I know the question is similar but I have asked a new bit at the end, about if the wavefunction is real and doesnt collapse is a field quanta extended accross all of space, an answer to this, as with my original question would be greatly appreciated – lee hudson Jan 12 '13 at 14:19
Links to the earlier questions: Confusion on quantum field theory and Field quanta- infinite in extent?. I still think you shouldn't ask pretty much the same question 3 times in one hour. – Wouter Jan 12 '13 at 14:20
im sorry wont happen again. I have altered it slightly – lee hudson Jan 12 '13 at 14:27

The answer is simple: quantum field theory is not divorced from quantum mechanics. Any mathematical solutions pertaining to wave functions are probability wave descriptions.

See this simplified description:

it is possible to approach their quantum counterparts from a purely mathematical view using similar techniques as before. The equations governing the quantum fields are in fact PDEs (more precisely, relativistic wave equations (RWE)s). Thus one can speak of Yang-Mills, Dirac, Klein-Gordon and Schroedinger fields as being solutions to their respective equations.
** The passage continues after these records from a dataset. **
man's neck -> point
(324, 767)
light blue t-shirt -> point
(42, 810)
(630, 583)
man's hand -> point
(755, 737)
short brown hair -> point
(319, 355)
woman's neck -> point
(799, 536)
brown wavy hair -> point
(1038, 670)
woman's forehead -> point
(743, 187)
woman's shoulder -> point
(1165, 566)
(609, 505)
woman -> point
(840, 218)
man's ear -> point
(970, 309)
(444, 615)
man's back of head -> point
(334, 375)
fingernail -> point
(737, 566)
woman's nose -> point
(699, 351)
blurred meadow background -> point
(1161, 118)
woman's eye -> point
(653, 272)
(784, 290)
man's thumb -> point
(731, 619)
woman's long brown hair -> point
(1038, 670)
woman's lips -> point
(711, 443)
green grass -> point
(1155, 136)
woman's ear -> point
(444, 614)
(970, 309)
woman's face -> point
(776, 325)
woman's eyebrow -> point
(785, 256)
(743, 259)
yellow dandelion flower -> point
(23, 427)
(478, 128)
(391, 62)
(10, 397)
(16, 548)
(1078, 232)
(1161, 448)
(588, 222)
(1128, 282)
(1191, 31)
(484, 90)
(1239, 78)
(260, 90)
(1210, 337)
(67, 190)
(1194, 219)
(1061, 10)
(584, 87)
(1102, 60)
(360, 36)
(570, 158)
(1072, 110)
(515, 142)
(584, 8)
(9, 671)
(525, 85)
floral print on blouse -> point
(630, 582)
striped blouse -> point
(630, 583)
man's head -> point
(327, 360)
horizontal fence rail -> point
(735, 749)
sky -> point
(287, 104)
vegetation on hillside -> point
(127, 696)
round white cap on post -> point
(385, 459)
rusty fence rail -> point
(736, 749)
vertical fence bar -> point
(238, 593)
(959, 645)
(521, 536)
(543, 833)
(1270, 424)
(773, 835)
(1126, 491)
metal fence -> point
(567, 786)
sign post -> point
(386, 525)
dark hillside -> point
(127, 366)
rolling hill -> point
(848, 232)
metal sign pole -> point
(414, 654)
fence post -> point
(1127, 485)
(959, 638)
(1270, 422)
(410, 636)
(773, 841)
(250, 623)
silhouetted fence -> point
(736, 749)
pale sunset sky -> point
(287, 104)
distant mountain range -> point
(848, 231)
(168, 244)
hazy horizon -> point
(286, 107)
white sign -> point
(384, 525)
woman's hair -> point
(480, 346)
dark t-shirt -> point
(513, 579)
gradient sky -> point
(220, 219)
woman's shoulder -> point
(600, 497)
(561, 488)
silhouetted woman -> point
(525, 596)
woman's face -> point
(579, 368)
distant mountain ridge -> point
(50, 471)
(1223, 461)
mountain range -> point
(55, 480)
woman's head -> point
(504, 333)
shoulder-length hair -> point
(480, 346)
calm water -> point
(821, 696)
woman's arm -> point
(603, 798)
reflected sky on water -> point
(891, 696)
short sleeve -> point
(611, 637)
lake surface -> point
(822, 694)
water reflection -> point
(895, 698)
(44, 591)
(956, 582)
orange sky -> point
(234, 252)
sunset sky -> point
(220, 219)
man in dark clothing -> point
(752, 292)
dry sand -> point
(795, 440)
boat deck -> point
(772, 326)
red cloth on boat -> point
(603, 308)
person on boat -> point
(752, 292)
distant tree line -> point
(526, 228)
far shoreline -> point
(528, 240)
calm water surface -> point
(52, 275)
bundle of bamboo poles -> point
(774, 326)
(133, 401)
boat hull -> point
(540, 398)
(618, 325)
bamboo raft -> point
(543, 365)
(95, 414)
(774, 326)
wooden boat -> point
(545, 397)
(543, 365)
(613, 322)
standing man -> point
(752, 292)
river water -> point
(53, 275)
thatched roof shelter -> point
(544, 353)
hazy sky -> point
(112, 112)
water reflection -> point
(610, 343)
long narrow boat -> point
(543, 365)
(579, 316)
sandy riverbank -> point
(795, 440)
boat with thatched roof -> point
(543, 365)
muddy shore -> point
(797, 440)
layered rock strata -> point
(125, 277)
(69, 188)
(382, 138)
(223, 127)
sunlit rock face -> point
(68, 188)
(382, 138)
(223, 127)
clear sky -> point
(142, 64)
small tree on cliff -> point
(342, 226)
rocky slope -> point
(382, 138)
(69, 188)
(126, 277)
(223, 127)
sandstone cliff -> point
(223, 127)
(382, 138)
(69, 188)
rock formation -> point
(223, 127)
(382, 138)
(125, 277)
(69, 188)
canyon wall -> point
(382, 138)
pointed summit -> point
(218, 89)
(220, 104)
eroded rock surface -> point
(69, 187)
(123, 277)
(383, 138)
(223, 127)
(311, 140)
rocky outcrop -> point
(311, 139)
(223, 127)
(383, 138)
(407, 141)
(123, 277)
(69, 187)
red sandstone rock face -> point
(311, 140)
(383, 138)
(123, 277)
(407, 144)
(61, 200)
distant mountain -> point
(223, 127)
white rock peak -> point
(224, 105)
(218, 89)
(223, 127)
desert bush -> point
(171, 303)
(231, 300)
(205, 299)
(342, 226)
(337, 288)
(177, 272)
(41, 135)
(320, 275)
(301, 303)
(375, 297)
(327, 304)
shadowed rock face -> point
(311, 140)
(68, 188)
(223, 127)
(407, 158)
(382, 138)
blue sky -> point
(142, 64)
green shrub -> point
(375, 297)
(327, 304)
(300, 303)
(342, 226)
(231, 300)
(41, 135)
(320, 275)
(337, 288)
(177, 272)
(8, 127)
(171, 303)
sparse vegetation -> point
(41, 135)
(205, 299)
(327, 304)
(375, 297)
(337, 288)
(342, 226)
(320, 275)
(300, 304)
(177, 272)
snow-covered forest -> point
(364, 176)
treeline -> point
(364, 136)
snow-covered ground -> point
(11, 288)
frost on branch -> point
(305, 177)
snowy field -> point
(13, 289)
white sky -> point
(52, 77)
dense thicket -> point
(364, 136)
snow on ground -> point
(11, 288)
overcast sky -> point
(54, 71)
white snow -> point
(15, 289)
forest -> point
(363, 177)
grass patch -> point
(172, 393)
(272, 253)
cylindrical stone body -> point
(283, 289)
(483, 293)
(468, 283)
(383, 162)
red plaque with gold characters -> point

A possible problem is that these RWEs can deal with complicated mathematical objects with exotic algebraic properties (e.g. spinors are not tensors, so may need calculus over spinor fields), but these in theory can still be subjected to analytical methods given appropriate mathematical generalization.

PDE=Partial Differential Equation.

QFT uses equations for defining the wave functions that are relativistically correct.

There is no way out of it. There are no "matter waves" and whoever says so is wrong.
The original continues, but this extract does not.